Only 2.1 per cent of the canals $2.6 billion in revenues for 2003 came from warships heading towards the conflict in Iraq, Fadel said.
So far this year, the canal has made $2.5 billion. In October alone, it netted a record- breaking $268 million.
The chairman said that the canal could sustain that kind of increased revenue if it widened its basin to take on bigger ships, and kept its fee structure competitive.
CASE up
THE CAIRO and Alexandria stock exchanges most active companies index (CASE30) recorded its highest ever level last week. Backed by active telecom and banking sector stocks, the CASE30 closed at 2336.4 points.
Led by Orascom Telecom (OT), the telecom sector contributed to the record performance with an increasing demand on shares. OT ended the session at LE218 in anticipation of the release of its results for the first nine months of the current fiscal year.

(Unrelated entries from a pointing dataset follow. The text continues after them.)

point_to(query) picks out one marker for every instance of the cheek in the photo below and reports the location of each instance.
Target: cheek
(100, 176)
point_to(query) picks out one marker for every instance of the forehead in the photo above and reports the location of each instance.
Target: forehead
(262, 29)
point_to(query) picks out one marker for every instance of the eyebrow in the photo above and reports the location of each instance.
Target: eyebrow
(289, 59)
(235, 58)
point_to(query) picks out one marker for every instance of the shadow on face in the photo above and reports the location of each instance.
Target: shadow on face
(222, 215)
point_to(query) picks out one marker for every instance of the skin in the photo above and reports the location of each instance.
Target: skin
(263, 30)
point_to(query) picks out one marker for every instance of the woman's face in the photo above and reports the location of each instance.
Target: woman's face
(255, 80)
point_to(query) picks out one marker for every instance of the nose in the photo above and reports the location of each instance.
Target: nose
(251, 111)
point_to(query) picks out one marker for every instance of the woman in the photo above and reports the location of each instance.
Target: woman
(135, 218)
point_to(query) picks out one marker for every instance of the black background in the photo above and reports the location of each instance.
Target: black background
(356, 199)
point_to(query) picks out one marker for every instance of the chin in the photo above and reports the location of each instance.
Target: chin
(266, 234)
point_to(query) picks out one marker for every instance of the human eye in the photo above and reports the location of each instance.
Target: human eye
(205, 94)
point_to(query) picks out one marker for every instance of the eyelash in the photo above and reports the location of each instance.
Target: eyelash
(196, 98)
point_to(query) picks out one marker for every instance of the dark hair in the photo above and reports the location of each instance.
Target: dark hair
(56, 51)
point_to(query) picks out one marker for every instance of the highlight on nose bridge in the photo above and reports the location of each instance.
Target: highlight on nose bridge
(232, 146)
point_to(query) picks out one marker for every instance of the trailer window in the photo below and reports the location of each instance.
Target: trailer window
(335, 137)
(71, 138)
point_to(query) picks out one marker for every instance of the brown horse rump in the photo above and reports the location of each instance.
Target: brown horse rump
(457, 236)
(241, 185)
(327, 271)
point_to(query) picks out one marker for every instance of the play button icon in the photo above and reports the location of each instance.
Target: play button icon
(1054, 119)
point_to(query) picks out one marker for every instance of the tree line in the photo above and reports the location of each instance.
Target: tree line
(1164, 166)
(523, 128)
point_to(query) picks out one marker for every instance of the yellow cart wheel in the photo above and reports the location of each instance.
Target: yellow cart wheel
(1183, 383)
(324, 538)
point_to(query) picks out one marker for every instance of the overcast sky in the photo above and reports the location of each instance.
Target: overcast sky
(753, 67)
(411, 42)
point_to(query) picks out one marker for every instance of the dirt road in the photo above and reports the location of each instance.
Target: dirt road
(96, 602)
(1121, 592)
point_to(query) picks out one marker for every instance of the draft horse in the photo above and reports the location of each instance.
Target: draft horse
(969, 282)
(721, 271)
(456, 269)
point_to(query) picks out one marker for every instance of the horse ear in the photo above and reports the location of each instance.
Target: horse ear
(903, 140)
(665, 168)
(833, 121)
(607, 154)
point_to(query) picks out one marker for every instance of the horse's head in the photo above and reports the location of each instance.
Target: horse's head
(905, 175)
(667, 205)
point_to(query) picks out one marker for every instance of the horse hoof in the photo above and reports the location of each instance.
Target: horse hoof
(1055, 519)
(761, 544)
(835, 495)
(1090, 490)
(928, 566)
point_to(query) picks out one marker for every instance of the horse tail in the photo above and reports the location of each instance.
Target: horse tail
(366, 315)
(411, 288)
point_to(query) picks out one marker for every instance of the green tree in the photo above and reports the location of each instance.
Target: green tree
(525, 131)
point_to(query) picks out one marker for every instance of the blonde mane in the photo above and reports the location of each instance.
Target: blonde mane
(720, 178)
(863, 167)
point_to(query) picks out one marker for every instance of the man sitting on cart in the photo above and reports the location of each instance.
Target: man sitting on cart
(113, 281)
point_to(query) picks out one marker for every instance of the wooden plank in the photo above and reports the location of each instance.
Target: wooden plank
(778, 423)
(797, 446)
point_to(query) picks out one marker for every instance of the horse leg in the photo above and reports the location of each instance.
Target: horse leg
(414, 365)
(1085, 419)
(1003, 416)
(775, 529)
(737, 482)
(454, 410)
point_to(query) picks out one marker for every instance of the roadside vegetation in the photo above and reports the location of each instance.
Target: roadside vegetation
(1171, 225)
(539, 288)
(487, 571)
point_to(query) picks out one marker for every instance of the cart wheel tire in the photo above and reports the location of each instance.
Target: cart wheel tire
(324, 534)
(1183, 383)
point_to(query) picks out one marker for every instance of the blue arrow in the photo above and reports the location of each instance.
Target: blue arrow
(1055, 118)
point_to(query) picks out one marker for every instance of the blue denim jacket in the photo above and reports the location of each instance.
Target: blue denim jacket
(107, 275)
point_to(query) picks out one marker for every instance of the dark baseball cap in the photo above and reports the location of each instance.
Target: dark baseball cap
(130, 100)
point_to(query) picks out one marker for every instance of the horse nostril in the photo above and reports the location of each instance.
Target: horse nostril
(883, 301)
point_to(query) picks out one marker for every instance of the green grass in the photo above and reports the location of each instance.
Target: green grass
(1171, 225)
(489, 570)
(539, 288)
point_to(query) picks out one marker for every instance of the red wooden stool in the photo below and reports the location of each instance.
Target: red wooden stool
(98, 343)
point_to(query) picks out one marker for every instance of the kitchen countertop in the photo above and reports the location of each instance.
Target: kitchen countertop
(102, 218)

Expectations surrounding National Societé Generale Banks results also added to the markets positive mood, and pushed the entire banking sector forward.
Another contributor was Orascom Construction Industries (OCI), which cornered 14 per cent of overall market transactions during last weeks trading. OCIs investors were pleased with news that the company had acquired a 50 per cent stake in a Pakistani cement firm.
Launched in January 1998, the CASE comprises the markets 30 most active stocks
FEMIP experts verdict
THE DEVELOPMENT of water, sanitation and transportation services topped the agenda of some 100 experts who came together in late October for the second experts committee of the Facility for Euro- Mediterranean Investment and Partnership (FEMIP) in Amsterdam. The experts committee puts forward recommendations to FEMIPs ministerial committee, made up of the economy and finance ministers of EU and Mediterranean Partner Countries (MPCs).
The experts called for the creation of a Euro-Med Transport Network, and more private sector involvement in the management of water, sanitation and transport services.
Dutch Finance Minister Gerrit Zalm told participants that FEMIPs primary objective was developing a better business climate. The challenge is to reduce the cost of doing business through regulatory reforms that will enhance the quality of the investment climate. This can increase annual economic growth by up to two per cent.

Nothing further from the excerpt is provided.